All of the studies were performed in accordance with the Helsinki Declaration principles. Informed consent was obtained from all of the individuals or the patients’ next-of-kin for severe cases. The study was approved by the Evangelismos Hospital Research Ethics Committee (#80 1/2/10). The patients’ epidemiological, clinical and experimental data are summarized in the corresponding table. Venous blood (3 mL) was collected within the first 24 h after ICU admission. Autotaxin serum concentrations were measured using an enzyme-linked immunosorbent assay (ELISA), according to the manufacturer’s instructions (R&D Systems Systems Inc., Minneapolis, MN, USA, # DY5255-05).

4.7. Statistical Analysis

All data are expressed as the means ± SEMs. The normality and statistical analysis was conducted with Graph Pad Prism 8 (Graph Pad Software, Inc., San Diego, CA, USA), as indicated in each figure legend, along with numbers (n) and statistical thresholds.

Supplementary Materials

The following supporting information can be downloaded at: https://www.mdpi.com/article/10.3390/ijms23147920/s1.

Author Contributions

Conceptualization, V.A. and A.K. (Anastasia Kotanidou); Data curation, I.N., A.K. (Aggeliki Katsifa), E.J., P.K. and Z.M.; Formal analysis, I.N., A.K. (Aggeliki Katsifa) and V.A.; Methodology, I.N. and A.K. (Aggeliki Katsifa); Project administration, V.A.; Resources, S.E.O., I.D. and A.K. (Anastasia Kotanidou); Supervision, S.E.O., I.D., A.K. (Anastasia Kotanidou) and V.A.; Writing—original draft, I.N. and P.K.; Writing—review and editing, V.A., S.E.O., A.G.V., I.D. and A.K. (Anastasia Kotanidou). All authors have read and agreed to the published version of the manuscript.

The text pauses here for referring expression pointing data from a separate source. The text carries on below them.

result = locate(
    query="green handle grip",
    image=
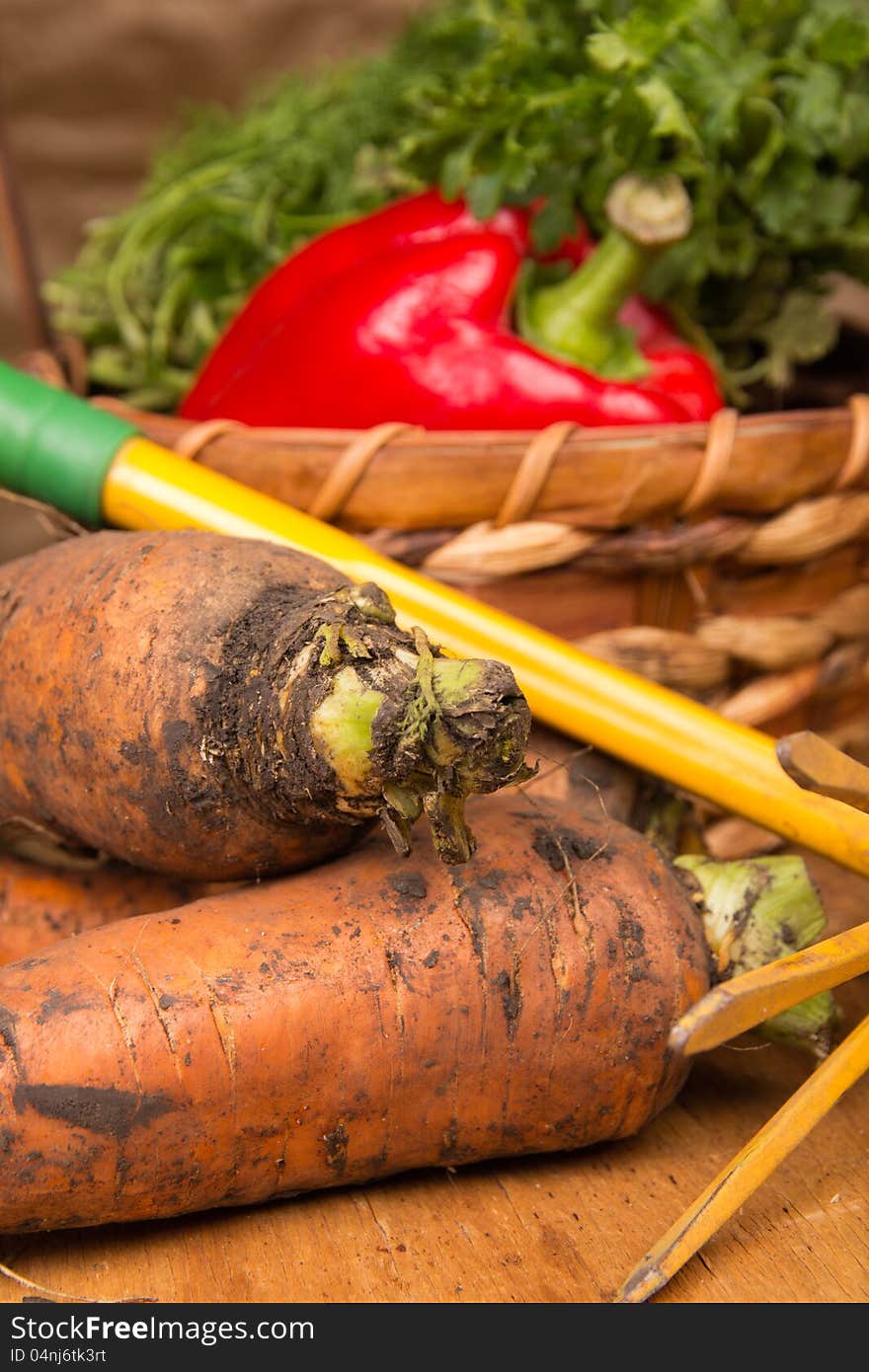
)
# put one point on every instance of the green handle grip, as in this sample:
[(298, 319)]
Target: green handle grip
[(53, 446)]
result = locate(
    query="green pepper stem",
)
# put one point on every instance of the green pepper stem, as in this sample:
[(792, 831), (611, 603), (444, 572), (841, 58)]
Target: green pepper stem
[(577, 319)]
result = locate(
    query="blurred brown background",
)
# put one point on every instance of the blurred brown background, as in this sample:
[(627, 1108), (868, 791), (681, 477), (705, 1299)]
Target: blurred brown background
[(88, 88)]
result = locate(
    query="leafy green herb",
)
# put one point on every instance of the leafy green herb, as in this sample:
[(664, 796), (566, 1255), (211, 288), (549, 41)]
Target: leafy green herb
[(760, 106)]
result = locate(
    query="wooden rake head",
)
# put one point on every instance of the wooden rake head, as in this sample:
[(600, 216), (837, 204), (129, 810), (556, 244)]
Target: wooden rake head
[(747, 1001)]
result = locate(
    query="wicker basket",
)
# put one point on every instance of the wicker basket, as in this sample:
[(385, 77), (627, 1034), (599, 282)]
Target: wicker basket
[(728, 560)]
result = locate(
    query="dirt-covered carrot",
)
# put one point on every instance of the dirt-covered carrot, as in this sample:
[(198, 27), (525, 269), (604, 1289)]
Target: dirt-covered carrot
[(40, 904), (218, 708), (349, 1023)]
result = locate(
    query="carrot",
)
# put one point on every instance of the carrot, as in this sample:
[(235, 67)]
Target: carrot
[(41, 904), (220, 708), (349, 1023)]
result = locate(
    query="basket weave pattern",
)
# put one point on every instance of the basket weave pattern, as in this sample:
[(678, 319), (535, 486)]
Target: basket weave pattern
[(728, 560)]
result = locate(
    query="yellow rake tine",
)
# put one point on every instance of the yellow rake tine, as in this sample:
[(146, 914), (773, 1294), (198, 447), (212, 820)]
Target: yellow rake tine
[(736, 1006), (751, 1167)]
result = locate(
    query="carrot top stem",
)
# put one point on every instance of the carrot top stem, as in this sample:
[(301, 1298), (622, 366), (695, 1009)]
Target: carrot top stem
[(753, 913), (347, 714)]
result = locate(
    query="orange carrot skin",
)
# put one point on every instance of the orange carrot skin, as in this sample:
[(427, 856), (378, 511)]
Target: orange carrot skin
[(349, 1023), (106, 656), (221, 708), (40, 904)]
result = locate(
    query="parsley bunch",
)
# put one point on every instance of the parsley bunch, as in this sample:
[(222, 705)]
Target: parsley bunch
[(760, 106)]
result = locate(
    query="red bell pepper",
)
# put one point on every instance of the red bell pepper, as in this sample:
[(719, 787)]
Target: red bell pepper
[(418, 313)]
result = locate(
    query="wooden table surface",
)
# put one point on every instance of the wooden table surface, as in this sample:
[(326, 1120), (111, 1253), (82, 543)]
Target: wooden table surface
[(562, 1228)]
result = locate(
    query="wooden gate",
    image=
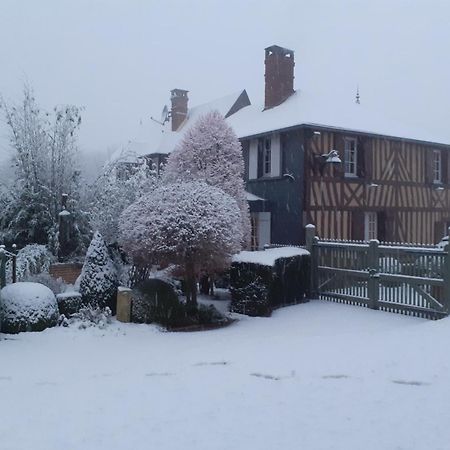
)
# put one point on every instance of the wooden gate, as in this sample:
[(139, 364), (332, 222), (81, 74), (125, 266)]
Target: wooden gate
[(4, 257), (405, 279)]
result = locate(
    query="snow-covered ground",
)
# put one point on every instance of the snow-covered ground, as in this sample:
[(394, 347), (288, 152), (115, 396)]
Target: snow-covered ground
[(314, 376)]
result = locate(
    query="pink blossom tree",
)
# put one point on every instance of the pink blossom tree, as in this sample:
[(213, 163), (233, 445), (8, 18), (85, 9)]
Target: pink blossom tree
[(211, 152), (190, 224)]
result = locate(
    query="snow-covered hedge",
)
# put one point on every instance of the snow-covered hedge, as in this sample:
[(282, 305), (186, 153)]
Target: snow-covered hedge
[(261, 281), (156, 301), (69, 303), (27, 306), (33, 259)]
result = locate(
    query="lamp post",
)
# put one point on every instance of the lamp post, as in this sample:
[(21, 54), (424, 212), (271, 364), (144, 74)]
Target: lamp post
[(332, 157)]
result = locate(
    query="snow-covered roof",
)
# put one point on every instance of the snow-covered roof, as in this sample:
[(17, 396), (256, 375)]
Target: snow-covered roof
[(170, 139), (313, 109), (269, 256), (252, 197)]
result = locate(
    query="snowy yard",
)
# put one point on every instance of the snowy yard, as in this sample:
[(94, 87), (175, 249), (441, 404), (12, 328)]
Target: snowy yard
[(314, 376)]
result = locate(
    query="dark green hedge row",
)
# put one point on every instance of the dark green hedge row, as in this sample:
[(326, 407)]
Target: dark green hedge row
[(257, 289)]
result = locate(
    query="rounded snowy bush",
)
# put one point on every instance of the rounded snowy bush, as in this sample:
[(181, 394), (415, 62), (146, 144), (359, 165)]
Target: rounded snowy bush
[(27, 307)]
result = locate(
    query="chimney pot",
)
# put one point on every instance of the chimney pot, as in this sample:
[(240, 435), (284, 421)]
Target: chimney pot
[(279, 76), (179, 99)]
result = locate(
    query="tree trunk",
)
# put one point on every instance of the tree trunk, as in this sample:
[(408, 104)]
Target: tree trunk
[(191, 284)]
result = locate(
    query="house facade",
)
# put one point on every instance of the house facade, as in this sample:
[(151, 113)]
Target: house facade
[(388, 185), (388, 181)]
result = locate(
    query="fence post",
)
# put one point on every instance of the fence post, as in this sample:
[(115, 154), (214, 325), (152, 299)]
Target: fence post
[(373, 283), (446, 276), (14, 264), (2, 266), (311, 246)]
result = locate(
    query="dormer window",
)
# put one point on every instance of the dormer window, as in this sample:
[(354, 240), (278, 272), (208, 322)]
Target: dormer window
[(350, 157), (264, 157), (437, 166), (265, 149)]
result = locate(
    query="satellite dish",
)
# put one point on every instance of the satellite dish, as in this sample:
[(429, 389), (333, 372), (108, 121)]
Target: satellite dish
[(165, 116)]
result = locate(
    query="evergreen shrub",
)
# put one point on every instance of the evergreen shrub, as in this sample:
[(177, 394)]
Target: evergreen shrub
[(256, 289)]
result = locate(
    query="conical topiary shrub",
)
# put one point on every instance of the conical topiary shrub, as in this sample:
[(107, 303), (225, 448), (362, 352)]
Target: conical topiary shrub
[(98, 284)]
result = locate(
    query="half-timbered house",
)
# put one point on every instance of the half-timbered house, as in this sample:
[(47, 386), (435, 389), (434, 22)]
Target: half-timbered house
[(392, 182)]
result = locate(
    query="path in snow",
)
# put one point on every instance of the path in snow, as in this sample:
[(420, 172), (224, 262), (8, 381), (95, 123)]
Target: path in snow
[(316, 376)]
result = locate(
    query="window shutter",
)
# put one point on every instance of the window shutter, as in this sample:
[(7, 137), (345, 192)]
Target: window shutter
[(381, 225), (339, 145), (358, 225), (253, 160), (275, 156), (444, 166), (361, 157), (260, 157), (429, 160), (439, 231)]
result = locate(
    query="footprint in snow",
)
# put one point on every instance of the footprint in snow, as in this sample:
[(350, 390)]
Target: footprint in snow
[(335, 377), (159, 374), (411, 383), (266, 376), (213, 363)]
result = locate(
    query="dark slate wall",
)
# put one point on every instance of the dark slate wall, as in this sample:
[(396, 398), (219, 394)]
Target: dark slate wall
[(285, 196)]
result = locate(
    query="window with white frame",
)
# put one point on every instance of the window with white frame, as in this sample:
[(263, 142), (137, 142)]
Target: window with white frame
[(370, 226), (266, 156), (350, 156), (437, 166)]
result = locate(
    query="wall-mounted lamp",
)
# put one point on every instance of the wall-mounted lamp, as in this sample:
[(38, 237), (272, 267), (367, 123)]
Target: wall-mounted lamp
[(289, 176), (332, 157)]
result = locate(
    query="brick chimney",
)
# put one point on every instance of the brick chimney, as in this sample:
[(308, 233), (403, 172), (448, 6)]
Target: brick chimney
[(179, 100), (279, 76)]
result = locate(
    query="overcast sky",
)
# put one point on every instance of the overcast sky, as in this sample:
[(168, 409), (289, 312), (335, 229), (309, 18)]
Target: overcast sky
[(119, 59)]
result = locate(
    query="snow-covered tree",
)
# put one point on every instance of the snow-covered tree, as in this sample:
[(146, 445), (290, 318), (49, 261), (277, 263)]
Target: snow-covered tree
[(191, 224), (98, 281), (120, 184), (45, 166), (211, 152)]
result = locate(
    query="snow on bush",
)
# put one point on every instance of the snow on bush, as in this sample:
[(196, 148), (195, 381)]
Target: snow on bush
[(31, 260), (188, 223), (27, 306), (211, 152), (98, 283), (120, 185), (69, 303), (57, 285), (88, 317)]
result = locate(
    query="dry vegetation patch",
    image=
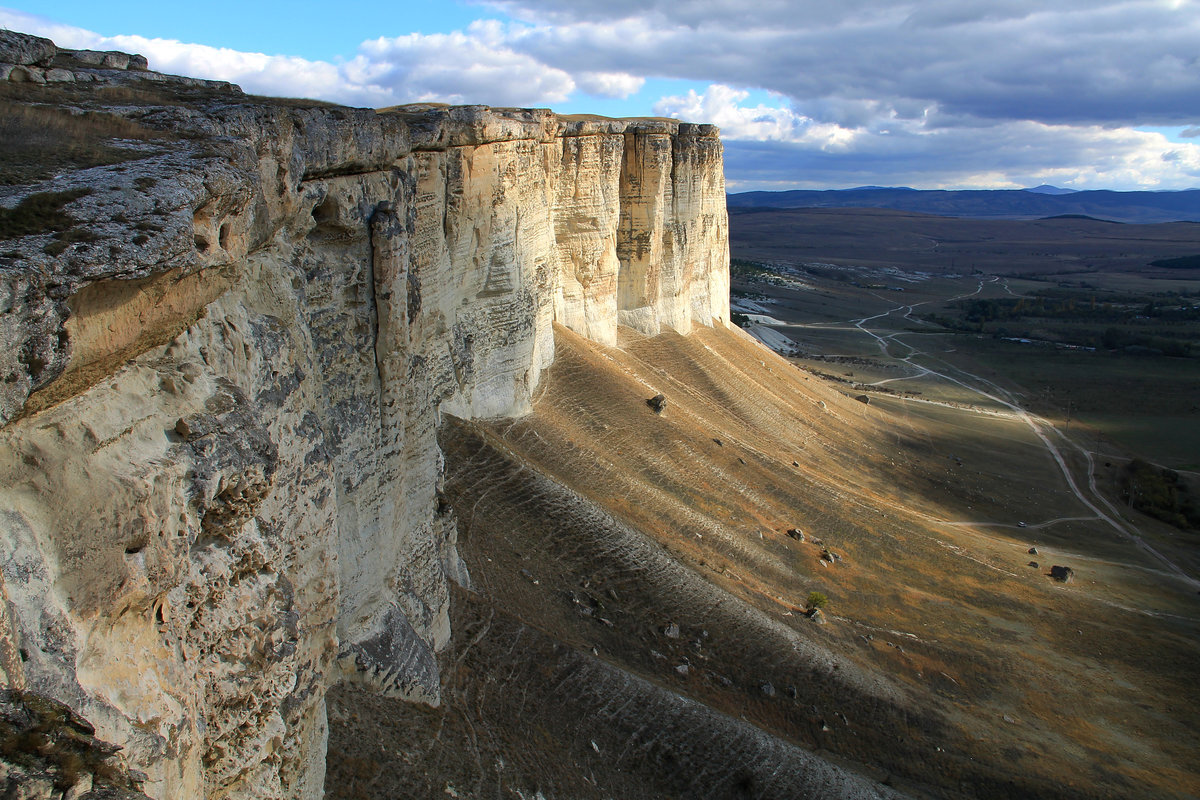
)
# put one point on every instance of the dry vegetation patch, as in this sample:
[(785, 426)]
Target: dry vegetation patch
[(42, 140)]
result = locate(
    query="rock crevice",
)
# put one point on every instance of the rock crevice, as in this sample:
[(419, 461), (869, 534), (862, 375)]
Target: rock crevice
[(220, 479)]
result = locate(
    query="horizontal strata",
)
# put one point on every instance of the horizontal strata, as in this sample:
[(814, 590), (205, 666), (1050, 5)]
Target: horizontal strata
[(220, 394)]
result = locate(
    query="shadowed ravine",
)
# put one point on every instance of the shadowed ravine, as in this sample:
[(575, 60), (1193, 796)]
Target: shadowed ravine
[(594, 525)]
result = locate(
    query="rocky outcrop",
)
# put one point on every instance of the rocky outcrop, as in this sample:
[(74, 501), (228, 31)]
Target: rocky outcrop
[(225, 370)]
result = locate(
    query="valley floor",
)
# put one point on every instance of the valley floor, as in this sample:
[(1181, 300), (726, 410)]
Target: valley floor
[(635, 614)]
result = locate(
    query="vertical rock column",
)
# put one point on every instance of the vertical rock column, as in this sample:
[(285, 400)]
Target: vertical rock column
[(641, 244), (587, 211)]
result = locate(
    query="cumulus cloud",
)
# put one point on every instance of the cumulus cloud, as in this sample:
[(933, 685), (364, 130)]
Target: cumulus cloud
[(1075, 61), (774, 146), (922, 92), (474, 66)]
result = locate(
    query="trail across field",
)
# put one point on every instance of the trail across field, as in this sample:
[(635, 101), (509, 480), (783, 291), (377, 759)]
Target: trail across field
[(1051, 438)]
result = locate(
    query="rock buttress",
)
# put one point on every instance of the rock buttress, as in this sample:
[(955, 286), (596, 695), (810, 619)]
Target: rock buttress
[(220, 479)]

Institutional Review Board Statement

The study was conducted in accordance with the Declaration of Helsinki and approved by the Evangelismos Hospital Research Ethics Committee (#80 1/2/10). The animal study protocol was approved by the Institutional Animal Ethical Committee (IAEC) of the Biomedical Sciences Research Center ‘Alexander Fleming’, as well as by the Veterinary Service of the governmental prefecture of Attica, Greece (approval protocol number 3765/2011).

Informed Consent Statement

Informed consent was obtained from all the individuals or the patients’ next-of-kin.

Conflicts of Interest

The authors declare no conflict of interest.

Funding Statement

This research received no external funding.